In Wisconsin, an important battleground state that was decided in Trump's favor by less than a percentage point in 2016, about 1.3 million voters applied for absentee ballots for its April 7 primary, overloading officials accustomed to issuing only a fraction of that number.

In a May 15 report, the Wisconsin Elections Commission said 2,659 ballots were tossed out because they arrived after April 13, the last day ballots postmarked by Election Day could be counted. The commission does not know how many of these were postmarked in time, spokesman Reid Magney said.
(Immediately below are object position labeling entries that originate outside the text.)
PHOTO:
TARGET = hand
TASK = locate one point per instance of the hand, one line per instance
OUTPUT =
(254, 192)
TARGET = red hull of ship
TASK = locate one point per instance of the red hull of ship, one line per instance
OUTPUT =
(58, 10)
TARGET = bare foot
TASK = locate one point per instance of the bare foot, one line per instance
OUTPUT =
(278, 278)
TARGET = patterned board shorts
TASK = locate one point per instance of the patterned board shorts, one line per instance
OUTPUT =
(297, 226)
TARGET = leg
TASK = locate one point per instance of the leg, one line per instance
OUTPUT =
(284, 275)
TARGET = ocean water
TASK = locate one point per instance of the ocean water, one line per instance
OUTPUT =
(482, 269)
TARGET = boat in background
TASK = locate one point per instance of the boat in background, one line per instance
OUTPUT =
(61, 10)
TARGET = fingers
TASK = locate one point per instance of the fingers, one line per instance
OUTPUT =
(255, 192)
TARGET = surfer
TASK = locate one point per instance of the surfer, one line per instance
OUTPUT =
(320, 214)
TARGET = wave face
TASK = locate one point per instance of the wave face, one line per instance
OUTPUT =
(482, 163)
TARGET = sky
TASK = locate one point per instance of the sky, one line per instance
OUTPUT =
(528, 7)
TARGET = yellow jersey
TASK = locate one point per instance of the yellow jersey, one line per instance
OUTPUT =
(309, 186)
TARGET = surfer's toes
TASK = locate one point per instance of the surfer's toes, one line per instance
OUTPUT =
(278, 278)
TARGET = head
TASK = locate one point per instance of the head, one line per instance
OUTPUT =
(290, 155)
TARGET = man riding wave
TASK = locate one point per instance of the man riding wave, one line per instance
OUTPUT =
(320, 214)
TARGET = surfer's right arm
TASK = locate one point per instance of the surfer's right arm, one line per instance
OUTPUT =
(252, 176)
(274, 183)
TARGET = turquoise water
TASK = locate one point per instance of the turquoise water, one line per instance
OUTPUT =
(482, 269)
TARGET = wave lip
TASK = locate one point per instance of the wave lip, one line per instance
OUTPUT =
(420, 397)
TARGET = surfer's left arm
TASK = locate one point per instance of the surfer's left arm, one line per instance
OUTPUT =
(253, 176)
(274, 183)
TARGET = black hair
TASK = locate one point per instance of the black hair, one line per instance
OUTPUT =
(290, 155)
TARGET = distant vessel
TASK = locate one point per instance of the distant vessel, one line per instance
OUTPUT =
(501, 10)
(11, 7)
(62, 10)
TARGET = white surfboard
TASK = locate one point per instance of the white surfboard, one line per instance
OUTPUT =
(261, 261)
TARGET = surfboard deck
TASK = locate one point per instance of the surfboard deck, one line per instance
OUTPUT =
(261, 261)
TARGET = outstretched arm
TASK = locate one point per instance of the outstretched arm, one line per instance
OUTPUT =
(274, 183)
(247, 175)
The commission said it expects "terrific challenges" in November. It estimates more than half the state's 3.4 million registered voters could request mail ballots. In November 2016, just under 150,000 - or about 5% of three million votes - were cast by mail.

In North Carolina, another competitive state, the state election board expects 30% to 40% of ballots to be cast by mail and is working to implement new barcodes on all ballot envelopes, said Patrick Gannon, a spokesman for the board.

Mail ballots that arrive at North Carolina election offices up to three days after the election are counted as long as they are postmarked by Election Day.

But Jason Roberts, a Democratic member of the board of elections for Orange County, North Carolina, said he saw scores of ballots in the state's March primary that were postmarked in time but arrived four or five days after the election.

"I would be hesitant to vote by mail in North Carolina on Election Day given what I've seen," Roberts said.